Meeting for Sufferings: MfS Annual Report is agreed
The Annual Report from Meeting for Sufferings to Yearly Meeting was agreed on 1 February
Friends agreed the MfS Annual Report 2019 to Yearly Meeting 2020 which was revised in the light of comments received before the Meeting.
The report outlines the work undertaken by MfS in 2019, highlighting the latest in the annual series of Young People’s Participation Days, when in December it welcomed around thirty thirteen- to eighteen-year-olds, and the work being done on sustainability.
MfS ‘is responsible for overseeing our corporate witness and our recently appointed Sustainability Monitoring Group is tasked with checking progress towards becoming a low carbon sustainable community’, it says, also noting the forthcoming major sustainability gathering at Woodbrooke in December 2020.
According to the report, the work on diversity and inclusion is expected to continue, and it highlights the fact that both Young Friends General Meeting (YFGM) and Quaker Life Central Committee (QLCC) have reported their statements to MfS on the theme of gender diversity.
Other actions mentioned include a statement of principles on the Court and Prison Register, which form part of a ‘Gold Minute’ sent to all Meetings. This follows a minute from York Area Meeting (AM) asking for the parameters of the register to be reviewed. The statement emphasises ‘the importance of witness being grounded in faith, and the need rigorously to test one’s concern. We do not act in our own strength alone’.
MfS will also review the plan to meet at Woodbrooke every three years when planning for the triennium that begins in 2021 ‘as we look at all our work through the lenses of “sustainability” and “simple church/simple charity”’.
Finally, the report notes some concerns brought to MfS which include one from Southern Marches Meeting in April 2018 about the erosion of truth in society.

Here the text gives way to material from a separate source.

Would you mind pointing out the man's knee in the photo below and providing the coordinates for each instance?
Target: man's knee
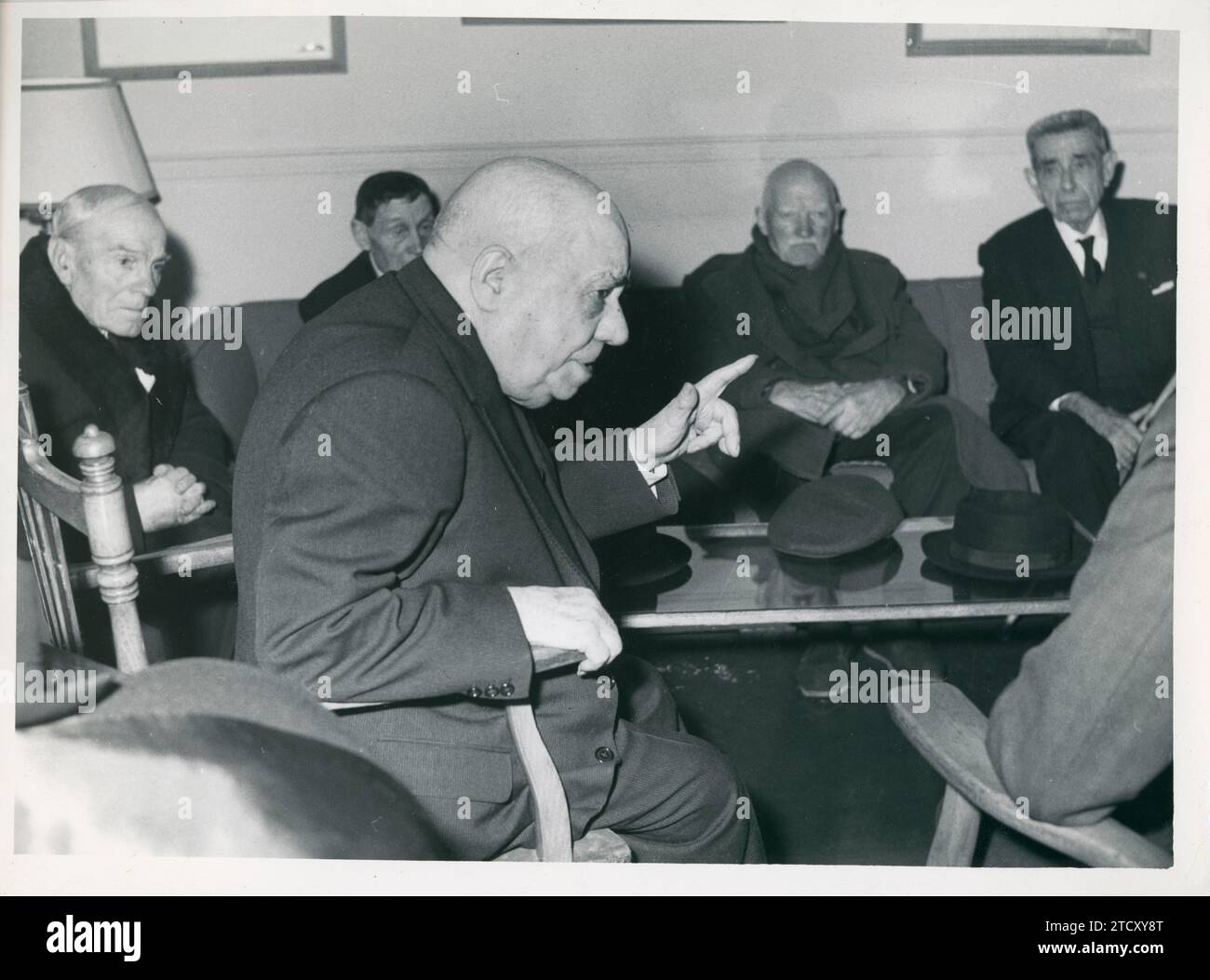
(1069, 438)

According to the report, minutes sent to MfS from Staffordshire AM and North West London AM led to a special interest session at MfS in October on whether there should be a Quaker position on assisted dying, which AMs have continued to engage with. During the session, one Quaker asked if there had been any resolution on the issue of non-geographical membership. Oliver Robertson, head of witness and worship for BYM, said that the issue was complex and currently with QLCC.